【原创】大叔问题定位分享(17)spark查orc格式数据偶尔报错NullPointerException
spark查orc格式的数据有时会报这个错
Caused by: java.lang.NullPointerException
at org.apache.hadoop.hive.ql.io.orc.OrcInputFormat$BISplitStrategy.getSplits(OrcInputFormat.java:560)
at org.apache.hadoop.hive.ql.io.orc.OrcInputFormat.generateSplitsInfo(OrcInputFormat.java:1010)
... 47 more
跟进代码
org.apache.hadoop.hive.ql.io.orc.OrcInputFormat
static enum SplitStrategyKind {
HYBRID,
BI,
ETL
}
...
Context(Configuration conf) {
this.conf = conf;
minSize = conf.getLong(MIN_SPLIT_SIZE, DEFAULT_MIN_SPLIT_SIZE);
maxSize = conf.getLong(MAX_SPLIT_SIZE, DEFAULT_MAX_SPLIT_SIZE);
String ss = conf.get(ConfVars.HIVE_ORC_SPLIT_STRATEGY.varname);
if (ss == null || ss.equals(SplitStrategyKind.HYBRID.name())) {
splitStrategyKind = SplitStrategyKind.HYBRID;
} else {
LOG.info("Enforcing " + ss + " ORC split strategy");
splitStrategyKind = SplitStrategyKind.valueOf(ss);
}
...
switch(context.splitStrategyKind) {
case BI:
// BI strategy requested through config
splitStrategy = new BISplitStrategy(context, fs, dir, children, isOriginal,
deltas, covered);
break;
case ETL:
// ETL strategy requested through config
splitStrategy = new ETLSplitStrategy(context, fs, dir, children, isOriginal,
deltas, covered);
break;
default:
// HYBRID strategy
if (avgFileSize > context.maxSize) {
splitStrategy = new ETLSplitStrategy(context, fs, dir, children, isOriginal, deltas,
covered);
} else {
splitStrategy = new BISplitStrategy(context, fs, dir, children, isOriginal, deltas,
covered);
}
break;
}
org.apache.hadoop.hive.conf.HiveConf.ConfVars
HIVE_ORC_SPLIT_STRATEGY("hive.exec.orc.split.strategy", "HYBRID", new StringSet("HYBRID", "BI", "ETL"),
"This is not a user level config. BI strategy is used when the requirement is to spend less time in split generation" +
" as opposed to query execution (split generation does not read or cache file footers)." +
" ETL strategy is used when spending little more time in split generation is acceptable" +
" (split generation reads and caches file footers). HYBRID chooses between the above strategies" +
" based on heuristics."),
The HYBRID mode reads the footers for all files if there are fewer files than expected mapper count, switching over to generating 1 split per file if the average file sizes are smaller than the default HDFS blocksize. ETL strategy always reads the ORC footers before generating splits, while the BI strategy generates per-file splits fast without reading any data from HDFS.

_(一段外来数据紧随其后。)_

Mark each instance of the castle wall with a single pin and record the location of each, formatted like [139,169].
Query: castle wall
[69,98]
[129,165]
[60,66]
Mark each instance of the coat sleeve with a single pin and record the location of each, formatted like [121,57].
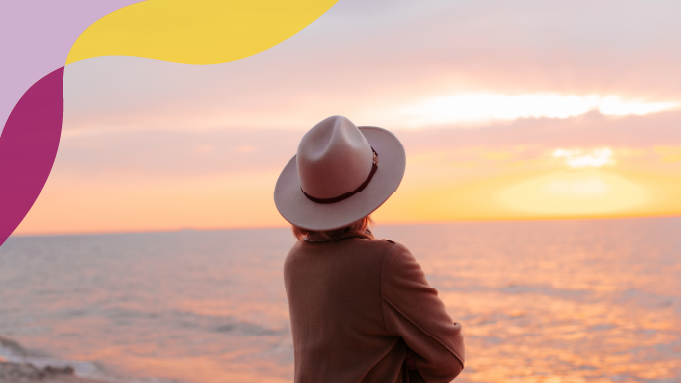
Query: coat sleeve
[412,310]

可见hive.exec.orc.split.strategy默认是HYBRID,HYBRID时如果不满足
if (avgFileSize > context.maxSize) {
则
splitStrategy = new BISplitStrategy(context, fs, dir, children, isOriginal, deltas,
covered);
报错的就是BISplitStrategy,具体这个类为什么报错还没有细看,不过可以修改设置避免这个问题
set hive.exec.orc.split.strategy=ETL
问题暂时解决,未完待续;
【原创】大叔问题定位分享(17)spark查orc格式数据偶尔报错NullPointerException的更多相关文章
- 【原创】大叔问题定位分享(24)hbase standalone方式启动报错
hbase 2.0.2 hbase standalone方式启动报错: 2019-01-17 15:49:08,730 ERROR [Thread-24] master.HMaster: Failed ...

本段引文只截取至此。